Stephan Eicheir – L’envolée d’un artiste

L'Envolée - Stephan EicherLa preuve ! La preuve en est qu’il n’est nul besoin de grosse production pour faire un album parfait ! Cela faisait longtemps que l’on attendait de s' »Envolée » avec Stephan Eicher, c’est chose faite. Cet album est une jungle. La plupart des morceaux commencent par un même riff de guitare sinueux et lancinant. On se croirait dans un brouillard de lianes, en milieu hostile. Puis Stephan nous montre le chemin en coupant à la machette tout ce qui se tient sur son chemin. A chaque chanson, il nous surprend à nous emmener sur un chemin ouvrant à des paysages de verdure musicaux d’une beauté limpide. Illustration parfaite avec l’ouverture Donne-moi une seconde, si sombre jusqu’à l’apparition du choeur planant et fantomatiques.

Mêmes effets pour Le sourire ou Dans ton dos. Ces trois chansons révèlent la poésie à la Eicher, une plume concrètement imagée (c’est un concept, si si !).

Prendre le temps, c’est sûrement un des secrets de cette réussite. En témoigne la rengaine de Tous les bars, montée en puissance d’un seul couplet, à toutes ces femmes de comptoir. Même idée avec Elle me dit (rien n’à voir avec Mika, le pauvre !), ce blues jazzy fumeux mi-plaintif, mi-sensuel.

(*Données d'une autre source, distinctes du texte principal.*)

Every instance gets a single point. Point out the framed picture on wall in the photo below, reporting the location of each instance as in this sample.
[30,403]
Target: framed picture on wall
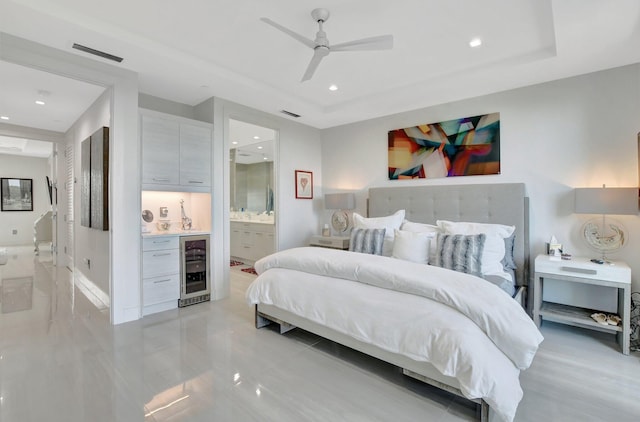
[17,194]
[304,184]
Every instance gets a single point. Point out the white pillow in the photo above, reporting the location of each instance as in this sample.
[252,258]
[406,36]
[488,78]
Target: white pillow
[412,246]
[390,223]
[475,228]
[424,228]
[494,250]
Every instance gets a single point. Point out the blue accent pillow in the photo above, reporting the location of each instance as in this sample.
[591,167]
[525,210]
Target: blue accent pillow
[461,252]
[367,241]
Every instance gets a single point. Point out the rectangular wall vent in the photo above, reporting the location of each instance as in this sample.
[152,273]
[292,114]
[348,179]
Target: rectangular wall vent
[288,113]
[97,52]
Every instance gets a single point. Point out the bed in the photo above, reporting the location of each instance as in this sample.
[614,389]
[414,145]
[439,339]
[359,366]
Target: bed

Mais derrière l’homme amoureux, se cache aussi un homme en colère. L’album se divise presque en deux moitié parfaite : une première faite du sentiment amoureux sous plusieurs formes, une autre plus politique.

C’est Envolées qui annonce la couleur sur les dérives capitalistiques. Puis Tout doit disparaître raconte la fin d’un petit commerce avant de laisser place à l’illustration même de cet album : que faire lorsque La relève n’arrive pas ? Inquiétante question…

Belle conclusion avec L’exception : si le monde environnant est hostile, n’ouvre à personne, « mais fait une exception pour moi ».

On ne parlera de Morge, Du et Schlafield que d’un point de vue musical. Malgré la langue étrangère, ces trois morceaux ponctuent l’album comme de lentes respirations : parfois ne pas comprendre est rassurant.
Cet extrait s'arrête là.